The two scientists think that a type of turtles might be the key to this problem, because if something has to maintain the shape, then DNA is the thing, that is able to do that.

The turtles in question are able to roll back to their stomach without help, from any position they get to. (This is the main feature of gömböc, because having only one stable and one unstable point of equilibrium means that the object will roll back to a certain position. It’s only stable balance point.)

The Gömböc got huge attention after one of the biggest mathematicians on the world, V.I. Arnold received one on his 70th birthday.

The shape is an invention of the scientists Domokos Gábor, who is working at the Budapest University of Technology and Economics, teaching the generation of future Architects and and Várkonyi Péter, from Princeton university.

BUTE is the university I study at.

On the ‘Night of the Museums’ I went to listen to the presentation of the inventers. I expected it to be a boring and dry lesson, but Domokos Gábor filled the pure scientific facts with humour and unbeliveable stories about him meeting prof.

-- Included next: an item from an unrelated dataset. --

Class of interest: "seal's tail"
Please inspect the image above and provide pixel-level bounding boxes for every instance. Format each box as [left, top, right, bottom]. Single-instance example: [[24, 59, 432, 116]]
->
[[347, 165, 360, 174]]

Arnold for the first time, how their first projects gave them severe headaches, and how did he and his wife collected and sorted thousands of stones on their honeymoon.

Even the research topics were presented in a humorous way. “I spent the first month of work by checking dictionaries for definitions for the description of that mathematical problem. I didn’t understand the words I was reading.”

He also brought a gömböc to show us how it works. I think he’ll do the same at other countries, as they are traveling around the world.